A range of experts, from the governor of the Bank of England to economists and business leaders, argued that leaving the EU would reap economic trouble.

By the end of May, with barely a month to go, Remain led on the economy and the polls looked bad for Brexit.

It was against this backdrop that Vote Leave changed tack and put immigration at the front and centre of the campaign.

In UK general elections, a loose 'gentleman’s agreement' tends to prevent the two main parties from making border control the key campaign issue.

With time running out, Vote Leave changed tack and hammered away at immigration.

At a glance, the Vote Leave approach to the potent issue seemed more sophisticated than the brutish language used by UKIP and their fellow travellers.
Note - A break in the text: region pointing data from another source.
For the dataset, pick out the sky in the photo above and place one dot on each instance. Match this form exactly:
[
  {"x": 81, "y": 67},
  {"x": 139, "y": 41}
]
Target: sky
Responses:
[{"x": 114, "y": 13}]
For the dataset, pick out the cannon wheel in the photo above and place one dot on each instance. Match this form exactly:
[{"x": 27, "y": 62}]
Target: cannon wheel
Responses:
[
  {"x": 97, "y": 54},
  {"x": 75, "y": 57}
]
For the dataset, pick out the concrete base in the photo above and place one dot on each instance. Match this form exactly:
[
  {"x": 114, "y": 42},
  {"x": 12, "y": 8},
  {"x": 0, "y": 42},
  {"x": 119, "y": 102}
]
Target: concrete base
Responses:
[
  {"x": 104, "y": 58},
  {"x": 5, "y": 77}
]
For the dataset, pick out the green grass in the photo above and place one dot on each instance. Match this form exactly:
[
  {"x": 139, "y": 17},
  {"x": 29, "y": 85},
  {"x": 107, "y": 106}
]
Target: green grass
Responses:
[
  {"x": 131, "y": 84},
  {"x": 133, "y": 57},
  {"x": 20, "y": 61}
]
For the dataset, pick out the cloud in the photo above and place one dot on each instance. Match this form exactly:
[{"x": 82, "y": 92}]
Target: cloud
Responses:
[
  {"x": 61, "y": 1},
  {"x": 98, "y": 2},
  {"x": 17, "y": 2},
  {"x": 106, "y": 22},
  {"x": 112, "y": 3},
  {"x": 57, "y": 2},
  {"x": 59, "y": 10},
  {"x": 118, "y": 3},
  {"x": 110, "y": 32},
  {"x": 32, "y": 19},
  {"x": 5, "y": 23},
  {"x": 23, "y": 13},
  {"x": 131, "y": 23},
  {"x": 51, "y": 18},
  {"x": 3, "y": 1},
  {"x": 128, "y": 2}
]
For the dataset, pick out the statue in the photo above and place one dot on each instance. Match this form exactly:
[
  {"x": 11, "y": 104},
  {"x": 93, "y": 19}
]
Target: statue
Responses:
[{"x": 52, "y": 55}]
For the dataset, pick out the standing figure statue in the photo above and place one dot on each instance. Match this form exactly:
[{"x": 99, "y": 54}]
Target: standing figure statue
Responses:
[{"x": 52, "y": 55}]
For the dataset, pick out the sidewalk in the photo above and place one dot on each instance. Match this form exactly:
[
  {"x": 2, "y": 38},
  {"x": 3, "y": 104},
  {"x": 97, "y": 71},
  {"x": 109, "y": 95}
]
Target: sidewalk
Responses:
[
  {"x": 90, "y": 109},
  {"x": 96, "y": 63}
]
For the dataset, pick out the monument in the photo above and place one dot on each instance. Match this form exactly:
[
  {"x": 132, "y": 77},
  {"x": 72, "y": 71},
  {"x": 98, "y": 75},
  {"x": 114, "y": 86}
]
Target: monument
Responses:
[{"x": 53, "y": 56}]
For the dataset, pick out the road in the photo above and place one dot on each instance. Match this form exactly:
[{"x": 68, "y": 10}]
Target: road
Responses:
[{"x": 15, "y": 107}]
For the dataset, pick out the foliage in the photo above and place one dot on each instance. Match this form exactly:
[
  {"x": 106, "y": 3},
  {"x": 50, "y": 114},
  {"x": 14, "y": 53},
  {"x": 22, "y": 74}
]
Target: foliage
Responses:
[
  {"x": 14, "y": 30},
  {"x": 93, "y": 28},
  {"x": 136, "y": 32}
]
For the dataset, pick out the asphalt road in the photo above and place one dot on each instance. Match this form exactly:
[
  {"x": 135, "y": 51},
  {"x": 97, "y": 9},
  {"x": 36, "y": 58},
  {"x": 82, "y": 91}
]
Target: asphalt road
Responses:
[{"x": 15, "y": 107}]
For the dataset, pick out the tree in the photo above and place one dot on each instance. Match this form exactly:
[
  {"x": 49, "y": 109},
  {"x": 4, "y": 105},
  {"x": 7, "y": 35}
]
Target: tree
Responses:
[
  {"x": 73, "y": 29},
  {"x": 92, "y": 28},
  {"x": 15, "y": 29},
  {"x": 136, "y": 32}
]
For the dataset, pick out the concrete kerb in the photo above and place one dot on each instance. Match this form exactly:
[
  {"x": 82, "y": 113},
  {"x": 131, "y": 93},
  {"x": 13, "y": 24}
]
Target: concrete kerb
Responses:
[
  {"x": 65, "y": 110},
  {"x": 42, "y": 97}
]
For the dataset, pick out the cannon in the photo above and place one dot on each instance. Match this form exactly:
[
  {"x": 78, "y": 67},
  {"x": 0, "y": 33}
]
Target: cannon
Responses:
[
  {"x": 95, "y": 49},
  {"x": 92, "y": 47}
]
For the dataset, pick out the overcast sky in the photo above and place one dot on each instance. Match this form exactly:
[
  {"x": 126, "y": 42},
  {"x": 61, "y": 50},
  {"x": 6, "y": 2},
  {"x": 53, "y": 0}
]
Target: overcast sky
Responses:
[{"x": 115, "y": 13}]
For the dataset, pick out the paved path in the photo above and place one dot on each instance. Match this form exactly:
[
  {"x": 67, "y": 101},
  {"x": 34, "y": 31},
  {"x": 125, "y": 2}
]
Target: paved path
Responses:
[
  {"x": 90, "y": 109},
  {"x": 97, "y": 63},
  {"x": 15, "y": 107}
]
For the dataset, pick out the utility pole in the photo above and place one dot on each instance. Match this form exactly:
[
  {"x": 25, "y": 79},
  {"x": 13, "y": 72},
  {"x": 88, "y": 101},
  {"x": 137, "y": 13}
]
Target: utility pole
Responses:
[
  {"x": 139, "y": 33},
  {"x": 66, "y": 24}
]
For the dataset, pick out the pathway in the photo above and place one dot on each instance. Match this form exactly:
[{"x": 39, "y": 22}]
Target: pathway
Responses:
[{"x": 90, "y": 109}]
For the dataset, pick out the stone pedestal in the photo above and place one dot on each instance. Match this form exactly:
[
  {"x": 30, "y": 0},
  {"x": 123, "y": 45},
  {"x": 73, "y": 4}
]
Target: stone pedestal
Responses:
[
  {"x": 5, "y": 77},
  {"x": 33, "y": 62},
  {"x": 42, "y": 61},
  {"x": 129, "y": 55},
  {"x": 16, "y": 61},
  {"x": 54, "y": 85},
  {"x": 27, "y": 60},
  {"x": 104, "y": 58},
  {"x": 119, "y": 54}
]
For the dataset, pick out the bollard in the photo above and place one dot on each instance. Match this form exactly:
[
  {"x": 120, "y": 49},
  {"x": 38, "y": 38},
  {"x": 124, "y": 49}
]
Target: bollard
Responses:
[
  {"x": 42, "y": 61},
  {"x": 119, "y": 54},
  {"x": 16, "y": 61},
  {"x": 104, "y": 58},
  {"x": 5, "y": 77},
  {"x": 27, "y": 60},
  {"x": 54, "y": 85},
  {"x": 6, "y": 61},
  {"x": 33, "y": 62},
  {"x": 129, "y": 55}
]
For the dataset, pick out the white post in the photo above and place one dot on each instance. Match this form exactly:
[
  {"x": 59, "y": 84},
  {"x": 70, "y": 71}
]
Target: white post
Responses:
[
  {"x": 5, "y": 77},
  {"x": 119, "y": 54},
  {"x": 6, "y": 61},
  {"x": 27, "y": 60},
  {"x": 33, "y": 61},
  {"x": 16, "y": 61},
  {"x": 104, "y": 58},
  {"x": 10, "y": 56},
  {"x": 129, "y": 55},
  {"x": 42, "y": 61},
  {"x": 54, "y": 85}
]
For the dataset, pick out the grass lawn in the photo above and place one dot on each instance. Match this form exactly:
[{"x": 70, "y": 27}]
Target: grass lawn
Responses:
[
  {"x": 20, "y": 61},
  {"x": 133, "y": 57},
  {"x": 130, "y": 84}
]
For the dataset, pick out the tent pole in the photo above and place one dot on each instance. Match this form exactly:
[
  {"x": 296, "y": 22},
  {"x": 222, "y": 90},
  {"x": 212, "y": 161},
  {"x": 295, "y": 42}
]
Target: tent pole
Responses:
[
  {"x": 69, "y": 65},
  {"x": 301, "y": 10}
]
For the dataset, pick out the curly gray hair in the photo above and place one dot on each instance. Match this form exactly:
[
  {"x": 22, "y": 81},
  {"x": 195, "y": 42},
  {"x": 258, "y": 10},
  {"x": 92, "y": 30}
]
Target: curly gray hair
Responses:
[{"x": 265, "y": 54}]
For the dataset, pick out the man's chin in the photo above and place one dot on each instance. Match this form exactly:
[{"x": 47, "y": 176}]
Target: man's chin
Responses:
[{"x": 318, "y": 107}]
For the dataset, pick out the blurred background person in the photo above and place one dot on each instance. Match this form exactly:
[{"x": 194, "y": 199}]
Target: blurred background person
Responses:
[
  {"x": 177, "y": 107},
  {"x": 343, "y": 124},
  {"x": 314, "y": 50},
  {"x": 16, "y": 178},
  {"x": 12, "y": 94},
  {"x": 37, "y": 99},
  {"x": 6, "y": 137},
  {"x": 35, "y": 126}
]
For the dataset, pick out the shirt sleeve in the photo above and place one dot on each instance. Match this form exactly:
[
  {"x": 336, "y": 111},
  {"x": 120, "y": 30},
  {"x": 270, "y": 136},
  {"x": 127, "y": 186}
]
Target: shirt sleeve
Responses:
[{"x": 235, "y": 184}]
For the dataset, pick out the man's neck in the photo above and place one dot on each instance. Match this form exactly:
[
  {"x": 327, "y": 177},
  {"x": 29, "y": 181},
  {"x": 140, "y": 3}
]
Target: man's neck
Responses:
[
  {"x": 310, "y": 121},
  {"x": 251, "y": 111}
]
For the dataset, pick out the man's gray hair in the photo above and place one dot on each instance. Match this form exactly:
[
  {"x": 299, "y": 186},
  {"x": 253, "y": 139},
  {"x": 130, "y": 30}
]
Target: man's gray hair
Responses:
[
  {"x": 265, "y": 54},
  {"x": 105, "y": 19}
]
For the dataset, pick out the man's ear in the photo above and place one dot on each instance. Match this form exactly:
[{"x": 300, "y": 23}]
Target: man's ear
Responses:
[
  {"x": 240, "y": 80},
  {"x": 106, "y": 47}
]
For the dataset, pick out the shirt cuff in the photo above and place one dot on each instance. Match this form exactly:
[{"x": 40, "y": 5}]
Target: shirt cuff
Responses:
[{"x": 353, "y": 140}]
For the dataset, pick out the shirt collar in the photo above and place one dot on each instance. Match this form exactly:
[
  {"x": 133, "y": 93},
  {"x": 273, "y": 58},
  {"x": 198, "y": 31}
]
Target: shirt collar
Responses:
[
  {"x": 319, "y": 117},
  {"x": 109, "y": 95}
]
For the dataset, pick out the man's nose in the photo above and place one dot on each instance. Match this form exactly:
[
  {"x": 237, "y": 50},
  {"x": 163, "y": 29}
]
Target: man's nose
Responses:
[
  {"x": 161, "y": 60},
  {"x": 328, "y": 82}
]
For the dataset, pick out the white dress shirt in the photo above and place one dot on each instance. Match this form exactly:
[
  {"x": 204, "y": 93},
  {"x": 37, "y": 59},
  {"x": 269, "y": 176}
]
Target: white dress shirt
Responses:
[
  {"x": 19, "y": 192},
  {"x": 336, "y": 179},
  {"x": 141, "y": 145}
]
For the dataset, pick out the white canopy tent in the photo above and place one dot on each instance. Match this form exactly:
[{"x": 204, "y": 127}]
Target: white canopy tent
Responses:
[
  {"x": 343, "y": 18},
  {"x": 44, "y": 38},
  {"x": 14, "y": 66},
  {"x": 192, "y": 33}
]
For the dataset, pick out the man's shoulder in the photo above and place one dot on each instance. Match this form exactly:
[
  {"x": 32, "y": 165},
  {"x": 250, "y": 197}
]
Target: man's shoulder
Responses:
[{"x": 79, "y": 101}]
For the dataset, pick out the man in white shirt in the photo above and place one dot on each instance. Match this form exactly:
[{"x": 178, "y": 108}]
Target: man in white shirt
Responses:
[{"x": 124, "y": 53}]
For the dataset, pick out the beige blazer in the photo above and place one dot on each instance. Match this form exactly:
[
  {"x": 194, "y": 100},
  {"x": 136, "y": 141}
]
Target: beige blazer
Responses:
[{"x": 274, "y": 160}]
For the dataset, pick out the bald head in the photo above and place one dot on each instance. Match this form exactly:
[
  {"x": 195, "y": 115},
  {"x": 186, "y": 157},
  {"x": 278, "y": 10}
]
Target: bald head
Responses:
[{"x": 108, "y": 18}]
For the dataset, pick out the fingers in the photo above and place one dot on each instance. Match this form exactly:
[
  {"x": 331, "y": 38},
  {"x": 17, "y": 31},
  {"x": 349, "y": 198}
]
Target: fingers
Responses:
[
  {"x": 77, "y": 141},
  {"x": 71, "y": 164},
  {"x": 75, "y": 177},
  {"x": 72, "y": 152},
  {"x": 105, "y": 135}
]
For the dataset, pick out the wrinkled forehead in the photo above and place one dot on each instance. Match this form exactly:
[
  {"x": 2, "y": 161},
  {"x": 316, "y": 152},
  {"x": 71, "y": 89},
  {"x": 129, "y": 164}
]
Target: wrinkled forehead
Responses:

For Elliot and co, uncontrolled migration was pitched as a threat to wages and public services. Framing Brexit as a way of “taking back control” over the number of incomers was also politically astute.

But while UKIP got slaughtered for its racist poster of a queue of brown-skinned refugees under a ‘Breaking Point’ slogan, Vote Leave was just as cynical in politicising migration.

Of 54 Vote Leave press releases in the first three weeks of June, 38 mentioned ‘migrants’, ‘migration’, ‘immigration’ or ‘Turkey’ in a negative way.

The official campaign body also released an image of the terrorist supporter Abu Hamza as part of its anti-EU approach.

The ‘bad cop, terrible cop’ strategy was effective. Vote Leave had taken a drubbing on the economy, but the average voter, for good or ill, believed Brexit meant fewer immigrants. With a week to go, Leave was in the lead.

However, the momentum generated in one of the most fevered campaigns in British political history shuddered to a halt on June 17th.

Jo Cox, a Labour MP who had spoken of her support for immigration, died after being shot and stabbed in her constituency. Her killing came amid the controversy over the ‘Breaking Point’ billboard.

Several pro-Brexit campaigners feared Cox’s death would derail the campaign.

“It took the sting out of the immigration issue,” one said. “Nobody seriously blamed us, but it created a new mood.”

The polling numbers started to look better for Remain, but the shift was not strong enough to halt the Brexit surge.

Even after the victory was confirmed, the tensions between Vote Leave and Farage flared up again.

In one of many interviews, the UKIP leader disputed the official campaign group's claim that Brexit would generate an extra £350million a week for the NHS.

The UKIP leader said: “I would never have made that claim. That was one of the mistakes that I think the Leave campaign made.”

Leave’s political legacy can be seen in two ways: the personalities; and the policies.

The result immediately triggered Cameron’s resignation and will likely lead to Johnson becoming the next Prime Minister.

Labour MPs are also furious with leader Jeremy Corbyn for his lacklustre campaign and are plotting a motion of no confidence in him.

By contrast, the future of UKIP looks to be brighter. A party of eccentrics and angry old men has now become the voice of a populist movement that has rocked global politics.

UKIP's ruthless focus on immigration chimed with socially conservative Labour voters, while Labour’s “workers’ rights” message barely registered.

Several Labour sources told the Sunday Herald they fear that the drift of the party’s supporters to UKIP – evident at the last general election - will be accelerated.

However, it is the unleashing of immigration as the UK's top political issue that may stand as the poisoned legacy of the referendum.

The Brexit campaign failed to land any meaningful hits on the economy, but still won through a relentless focus on the number of migrants coming to Britain.

Politics in the UK has moved to the Right – any party that bathes in the swamp stands to reap electoral rewards.